In college for my first B.A. degree - the entire time I'd say I had 6-10 good friends at most, the rest were classmates and acquaintances.  In grad school, there were maybe two people who were good friends that I hung out with.  Second trip through college for my B.S. degree - not one good friend, only classmates.  The positive though was during that same time, outside of class - I met the woman who would eventually become my wife.  In my career and personal life, I dare say there's been another 8-10 people who I would classify as 'good friend'.  Even then, when my life transitioned from section to section, my friends and I fell away from each other, to the point of we have history - but honestly are no more than acquaintances now.  How could I, with that kind of history, honestly say to my daughter that what she's going through will change in any significant way?  I can sympathize with her, I can relate to her, but our personalities are very polarizing, and we just do not fit into the status quo in any meaningful way.

 I know there are several statements about "Kids don't see strangers, kids don't see race, kids just see someone to be friends with -- everything else is learned."  I agree with those statements, but she's to an age where the kids are developing their own personalities, and exhibiting what they've learned from their parents, their older siblings, and their older peers.  They're trying to define who they are, where they fit, and who they want to be with, and don't yet have the filters to learn how to be diplomatic.  They're noticing who's different from them, and relating it to the messages they've consciously and unconsciously been receiving for their life, all in an effort to establish a social hierarchy, and affix their place in it - usually by directly or indirectly putting down those who they feel should be under them in that hierarchy.  It's I think easier to find friends once you've discovered who you are, and once you've developed the strength of character to be yourself in spite of those who say "I won't be your friend unless . . ." or perhaps "the cool people are doing this . . . ."  But to those who are just starting that journey, and aren't quite blessed with the "popularity" gene, it is truly a tough journey - and one that requires a safe place where the wounded young can come to and be healed, fortified, reassured, and encouraged before wading back out into the fray.

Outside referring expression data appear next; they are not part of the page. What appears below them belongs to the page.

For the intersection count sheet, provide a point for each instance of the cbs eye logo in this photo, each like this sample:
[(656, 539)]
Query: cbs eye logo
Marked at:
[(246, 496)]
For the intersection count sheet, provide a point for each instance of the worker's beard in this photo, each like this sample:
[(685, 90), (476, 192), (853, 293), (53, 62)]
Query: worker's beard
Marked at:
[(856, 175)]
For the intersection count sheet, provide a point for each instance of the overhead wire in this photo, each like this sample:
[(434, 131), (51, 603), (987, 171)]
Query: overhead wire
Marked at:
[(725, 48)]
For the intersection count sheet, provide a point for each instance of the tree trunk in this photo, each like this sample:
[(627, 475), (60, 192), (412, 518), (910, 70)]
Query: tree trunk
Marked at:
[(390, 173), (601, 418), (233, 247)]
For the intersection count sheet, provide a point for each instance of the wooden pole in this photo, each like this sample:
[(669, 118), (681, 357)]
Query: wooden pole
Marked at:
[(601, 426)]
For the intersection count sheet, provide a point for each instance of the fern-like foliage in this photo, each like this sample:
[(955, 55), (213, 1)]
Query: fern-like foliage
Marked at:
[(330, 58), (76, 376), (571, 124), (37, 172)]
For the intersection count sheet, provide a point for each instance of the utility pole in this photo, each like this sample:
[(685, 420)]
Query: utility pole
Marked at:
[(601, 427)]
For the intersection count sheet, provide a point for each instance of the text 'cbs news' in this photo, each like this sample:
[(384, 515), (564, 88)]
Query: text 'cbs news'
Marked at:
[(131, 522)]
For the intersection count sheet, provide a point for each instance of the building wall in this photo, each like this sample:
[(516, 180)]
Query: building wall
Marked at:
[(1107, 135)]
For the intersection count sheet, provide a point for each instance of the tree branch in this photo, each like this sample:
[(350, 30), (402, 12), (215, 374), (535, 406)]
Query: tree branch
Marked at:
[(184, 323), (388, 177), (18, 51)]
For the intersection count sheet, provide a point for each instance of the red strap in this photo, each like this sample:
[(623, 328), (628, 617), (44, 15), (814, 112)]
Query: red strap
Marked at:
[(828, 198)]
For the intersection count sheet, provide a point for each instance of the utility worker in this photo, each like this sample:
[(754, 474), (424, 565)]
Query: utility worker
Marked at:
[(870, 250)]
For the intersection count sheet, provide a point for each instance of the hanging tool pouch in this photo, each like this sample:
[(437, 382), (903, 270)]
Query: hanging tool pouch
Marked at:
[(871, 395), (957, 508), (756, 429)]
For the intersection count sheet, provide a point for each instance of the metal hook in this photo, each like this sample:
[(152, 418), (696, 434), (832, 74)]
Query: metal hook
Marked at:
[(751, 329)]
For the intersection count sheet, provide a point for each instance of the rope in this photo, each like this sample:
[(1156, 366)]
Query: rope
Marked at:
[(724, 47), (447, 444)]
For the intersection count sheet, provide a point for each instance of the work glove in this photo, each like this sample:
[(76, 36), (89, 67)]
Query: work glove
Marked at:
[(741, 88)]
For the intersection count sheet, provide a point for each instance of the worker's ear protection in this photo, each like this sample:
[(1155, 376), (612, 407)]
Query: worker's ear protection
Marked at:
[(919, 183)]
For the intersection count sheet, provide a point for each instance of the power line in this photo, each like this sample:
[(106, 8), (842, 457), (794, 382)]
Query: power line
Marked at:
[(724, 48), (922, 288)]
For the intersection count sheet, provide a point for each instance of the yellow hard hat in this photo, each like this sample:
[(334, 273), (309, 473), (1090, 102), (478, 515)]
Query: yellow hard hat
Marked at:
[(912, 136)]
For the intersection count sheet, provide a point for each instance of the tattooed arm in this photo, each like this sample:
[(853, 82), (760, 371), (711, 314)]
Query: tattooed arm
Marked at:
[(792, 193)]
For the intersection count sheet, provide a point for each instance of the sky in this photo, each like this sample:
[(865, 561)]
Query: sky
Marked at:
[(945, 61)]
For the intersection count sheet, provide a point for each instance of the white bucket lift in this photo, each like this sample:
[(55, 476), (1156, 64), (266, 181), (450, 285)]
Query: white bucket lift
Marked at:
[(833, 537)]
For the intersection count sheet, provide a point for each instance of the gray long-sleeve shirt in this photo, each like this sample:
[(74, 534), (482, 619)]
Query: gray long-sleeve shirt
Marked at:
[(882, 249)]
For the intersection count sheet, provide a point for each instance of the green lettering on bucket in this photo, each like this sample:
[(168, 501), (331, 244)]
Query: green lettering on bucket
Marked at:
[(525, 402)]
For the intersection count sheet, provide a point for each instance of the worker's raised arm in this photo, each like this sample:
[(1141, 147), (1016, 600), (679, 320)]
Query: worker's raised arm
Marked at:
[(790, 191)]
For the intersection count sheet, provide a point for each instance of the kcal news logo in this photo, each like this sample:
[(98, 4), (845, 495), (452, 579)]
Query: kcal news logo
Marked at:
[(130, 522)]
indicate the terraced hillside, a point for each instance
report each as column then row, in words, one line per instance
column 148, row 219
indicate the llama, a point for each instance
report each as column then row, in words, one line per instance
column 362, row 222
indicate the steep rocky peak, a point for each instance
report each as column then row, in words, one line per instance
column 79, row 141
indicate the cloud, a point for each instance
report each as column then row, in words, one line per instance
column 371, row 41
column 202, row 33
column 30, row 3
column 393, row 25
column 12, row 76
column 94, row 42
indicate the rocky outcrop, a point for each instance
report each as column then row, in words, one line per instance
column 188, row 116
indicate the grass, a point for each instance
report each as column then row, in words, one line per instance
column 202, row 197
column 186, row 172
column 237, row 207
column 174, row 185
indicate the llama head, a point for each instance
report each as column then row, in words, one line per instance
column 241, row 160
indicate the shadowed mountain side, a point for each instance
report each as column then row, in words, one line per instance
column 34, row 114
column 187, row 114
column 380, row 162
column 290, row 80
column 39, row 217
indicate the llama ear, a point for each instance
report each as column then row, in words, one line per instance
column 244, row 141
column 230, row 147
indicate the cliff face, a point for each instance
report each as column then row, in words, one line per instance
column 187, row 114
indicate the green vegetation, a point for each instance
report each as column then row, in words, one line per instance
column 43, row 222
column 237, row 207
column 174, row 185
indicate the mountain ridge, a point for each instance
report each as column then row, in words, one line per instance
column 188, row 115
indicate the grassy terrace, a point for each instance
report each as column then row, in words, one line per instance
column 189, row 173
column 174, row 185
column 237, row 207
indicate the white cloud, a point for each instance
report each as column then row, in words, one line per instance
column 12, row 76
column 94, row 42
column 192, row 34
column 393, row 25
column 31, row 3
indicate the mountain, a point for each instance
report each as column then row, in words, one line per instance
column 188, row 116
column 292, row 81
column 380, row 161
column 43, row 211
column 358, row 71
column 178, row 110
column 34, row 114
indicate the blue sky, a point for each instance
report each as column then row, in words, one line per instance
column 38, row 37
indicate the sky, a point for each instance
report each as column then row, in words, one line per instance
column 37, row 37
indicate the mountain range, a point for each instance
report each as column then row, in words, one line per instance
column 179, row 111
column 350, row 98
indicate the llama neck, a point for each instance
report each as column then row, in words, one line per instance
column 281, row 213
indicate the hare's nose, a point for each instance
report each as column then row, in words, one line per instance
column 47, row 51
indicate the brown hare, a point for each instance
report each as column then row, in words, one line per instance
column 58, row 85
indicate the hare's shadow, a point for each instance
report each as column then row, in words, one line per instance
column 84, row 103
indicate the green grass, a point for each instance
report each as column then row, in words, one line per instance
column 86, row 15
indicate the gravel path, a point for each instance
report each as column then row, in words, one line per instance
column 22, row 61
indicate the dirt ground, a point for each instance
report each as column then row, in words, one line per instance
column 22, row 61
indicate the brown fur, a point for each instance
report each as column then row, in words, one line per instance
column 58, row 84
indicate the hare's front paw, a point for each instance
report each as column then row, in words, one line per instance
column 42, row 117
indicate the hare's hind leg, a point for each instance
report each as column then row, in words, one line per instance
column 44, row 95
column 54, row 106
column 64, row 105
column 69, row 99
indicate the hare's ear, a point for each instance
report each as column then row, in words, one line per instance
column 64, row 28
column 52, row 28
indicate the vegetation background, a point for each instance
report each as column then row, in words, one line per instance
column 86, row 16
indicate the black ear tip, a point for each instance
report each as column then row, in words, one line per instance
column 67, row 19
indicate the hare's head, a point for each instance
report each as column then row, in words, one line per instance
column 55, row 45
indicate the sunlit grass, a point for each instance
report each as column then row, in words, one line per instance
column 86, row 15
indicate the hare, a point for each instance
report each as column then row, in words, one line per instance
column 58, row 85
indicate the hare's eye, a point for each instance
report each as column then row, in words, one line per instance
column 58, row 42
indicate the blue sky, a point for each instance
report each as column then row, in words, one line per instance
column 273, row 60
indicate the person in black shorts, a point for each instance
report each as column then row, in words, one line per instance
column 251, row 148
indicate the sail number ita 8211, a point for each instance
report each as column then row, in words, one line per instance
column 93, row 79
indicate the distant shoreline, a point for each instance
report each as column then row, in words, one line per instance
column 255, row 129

Once we were home, she crawled up into my lap, and asked me why. . . . Why wouldn't they play with me?  I just wrapped her up, held her close, and said "because they don't know you like we do."  One day they might take that chance and get past the exterior, then again they might never chose to find out what a good friend my daughter can  be.  But she's gonna be her own person no matter what, and we're gonna love her through whatever comes.